Coronavirus has revealed a lot of holes in our global system, taking its toll on the healthcare systems worldwide. However, Singapore is no exception to the complacency that many of our citizens lambast the West of. The same night my friend from Durham and I came back to Singapore, a stay-home-notice kicked in for travellers coming in from the UK. Some might say we were lucky. However, a few students from a well-known university in London also returned on the same day as us; except instead of heading straight home and observing a self-imposed quarantine, they went out clubbing. A few days later a cluster was detected at a nightclub they were at and slowly but surely, as more and more Singaporeans returned home, the number of imported cases climbed steadily to above a thousand over the next few days. This complacency can still be seen in Singaporeans who will go to any lengths to secure that one last McDonalds meal or Bubble Tea drink before the shops are shut, and it completely baffles me how Singaporeans can be so irresponsible and selfish. It completely stinks of entitlement, comparable to or even worse than the ones we joke about in Durham.

The other thing that has appalled me is the complete lack of empathy and compassion, not just to our healthcare workers, or to our ministers, but to the foreign workers who now make up more than half of our cases. To all the Singaporeans sitting on their high horses while reprimanding the government for this mess, may I remind you that it was the residents living in the heartlands that petitioned against foreign worker dormitories being set up in more central areas and hence, the outbreaks were more predominantly concentrated to a vulnerable group isolated(one might even say outcasted) from society. I am absolutely disgusted by comments made by my fellow citizens that have included calling on for the government to stop taking care of those foreigners who have been infected ON our shores. Apart from some other completely distasteful remarks I’ve seen made about essential service workers who aren’t paid quite enough, I’m thoroughly disappointed with the nation on a whole.
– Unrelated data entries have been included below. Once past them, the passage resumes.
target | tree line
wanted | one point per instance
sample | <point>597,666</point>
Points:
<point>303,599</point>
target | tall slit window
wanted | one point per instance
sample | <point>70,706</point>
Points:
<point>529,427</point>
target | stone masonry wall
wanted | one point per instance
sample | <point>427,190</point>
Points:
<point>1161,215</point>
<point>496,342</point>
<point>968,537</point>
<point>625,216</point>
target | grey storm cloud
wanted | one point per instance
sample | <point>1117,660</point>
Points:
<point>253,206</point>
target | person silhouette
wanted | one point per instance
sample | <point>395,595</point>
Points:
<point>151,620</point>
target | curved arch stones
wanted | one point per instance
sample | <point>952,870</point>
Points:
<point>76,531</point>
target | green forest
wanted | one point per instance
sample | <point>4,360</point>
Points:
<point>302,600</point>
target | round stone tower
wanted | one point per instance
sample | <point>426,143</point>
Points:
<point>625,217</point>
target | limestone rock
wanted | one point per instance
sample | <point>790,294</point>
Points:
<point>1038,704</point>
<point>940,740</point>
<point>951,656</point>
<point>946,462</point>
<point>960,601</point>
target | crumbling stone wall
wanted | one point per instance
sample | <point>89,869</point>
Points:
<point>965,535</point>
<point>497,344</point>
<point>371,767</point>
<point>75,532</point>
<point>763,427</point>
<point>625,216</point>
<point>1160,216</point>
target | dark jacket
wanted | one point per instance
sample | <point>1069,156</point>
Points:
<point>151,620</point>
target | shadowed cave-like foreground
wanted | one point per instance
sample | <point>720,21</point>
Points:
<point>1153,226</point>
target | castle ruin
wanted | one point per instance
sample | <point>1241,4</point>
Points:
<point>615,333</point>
We already know that COVID-19 is going to change the world even when this is over, whether it be the future of home-based learning or the shocking aftereffects on our economy. For Singapore, it’s personally revealed a ‘Lord of the Flies’ set in our very own little bubble city that I believe will burst if people don’t learn from this.

In the words of my friend when the circuit breaker first started, ‘I have faith in our government. I just don’t have faith in our people.’ From rushing the supermarkets to hoard on groceries to stupid comments made on Facebook, I’m not exactly sure if Singapore is the home I want to be right now.

I know we can do better. But I’m not seeing it, and it makes me sad every single day of this crisis.